Palmerston, the man who vigorously defended British rule in India and sea trade after the Mutiny of 1857, while refusing to intervene both in Schleswig-Holstein and the American Civil War, would have perhaps smiled looking at the recent Unherd poll on British attitudes to foreign policy, and would be mortified at the current British foreign policy elites and their position in Ukraine in particular and the world in general. 

“Eighty years on from D-Day, our headline finding is a clear scepticism towards foreign adventures and an unambiguous focus on British national interest, a view which markedly differs from the prevailing liberal interventionism of past decades”, Freddie Sayers wrote. “This more ‘realist’ option is preferred by overwhelming majorities of Reform and Conservative voters, but is also the preference of people planning to vote Labour, at 45% to 36%. Only Liberal Democrat and Green voters tend the other way, preferring a more idealist foreign policy.” 

The poll is fascinating, to say the least: “Only 15% would consent to their children taking up arms to defend Poland from a Russian invasion, 14% to defend France from invasion, 9% to defend Ukraine from further Russian attacks, and 7% to defend either Taiwan or Israel.”

One can read and interpret the poll in any way they desire. It depicts British foreign policy elites, besotted with the idea of foreign interventions and human rights, totally detached from their taxpayers. It highlights the lack of coherent national identity, which is only formed when a land is under direct foreign attack. It depicts that the average British citizen has no one to voice their opinions in the Parliament. It shows that the majority of average Anglos of all color and creed, just like the majority of Americans, still don’t like foreign intervention unless directly threatened, and are realist by disposition. The old Bilbo Baggins instinct survives within and the post-90s “human rights” edifice is a superstructure that needs to be overthrown. 

It also shows that public opinion is basically impotent, in a system where the liberal elite has informational hegemony and controls the means of propaganda.

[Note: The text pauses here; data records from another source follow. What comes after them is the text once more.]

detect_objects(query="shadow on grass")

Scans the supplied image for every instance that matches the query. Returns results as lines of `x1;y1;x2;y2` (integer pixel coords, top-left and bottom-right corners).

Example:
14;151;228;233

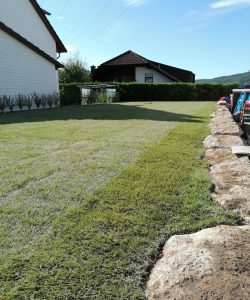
0;104;202;125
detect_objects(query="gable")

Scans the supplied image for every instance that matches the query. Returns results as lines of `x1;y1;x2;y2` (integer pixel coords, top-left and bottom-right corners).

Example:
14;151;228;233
0;0;66;58
0;22;63;69
95;50;195;82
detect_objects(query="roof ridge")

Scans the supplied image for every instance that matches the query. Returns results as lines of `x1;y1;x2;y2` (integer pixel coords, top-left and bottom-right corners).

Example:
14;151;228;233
29;0;67;53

It demonstrates that the British public understands deep down that going insolvent trying to prop up an unnatural order all across the world is neither prudential or sustainable or realist. It shows that liberalism is increasingly a perpetual proto-Trotskyist war across the globe to maintain something unnatural, and the majority would rather be a reactionary realist. It also shows that maybe there’s hope after all. Tory realism lives in the land that gave the world “splendid isolation” and “divide and rule.” 

Lord Derby, explaining Lord Canning’s foreign policy, wrote that “it is the duty of the Government of this country, placed as it is with regard to geographical position, to keep itself upon terms of goodwill with all surrounding nations, but not to entangle itself with any single or monopolizing alliance with any one of them; above all to endeavor not to interfere needlessly and vexatiously with the internal affairs of any foreign country.” 

There’s no need to reinvent the wheels in order to formulate a new grand strategy, one only needs to look back to history. Maybe it is time to bring back the very prudent strategy of “declarations of neutrality” in ethno-conflicts that in no way directly affect England or America geographically or strategically—and crackdown on those foreign interests seek to drag us to war, whether in far corners of Europe or the sand pits of the Middle East.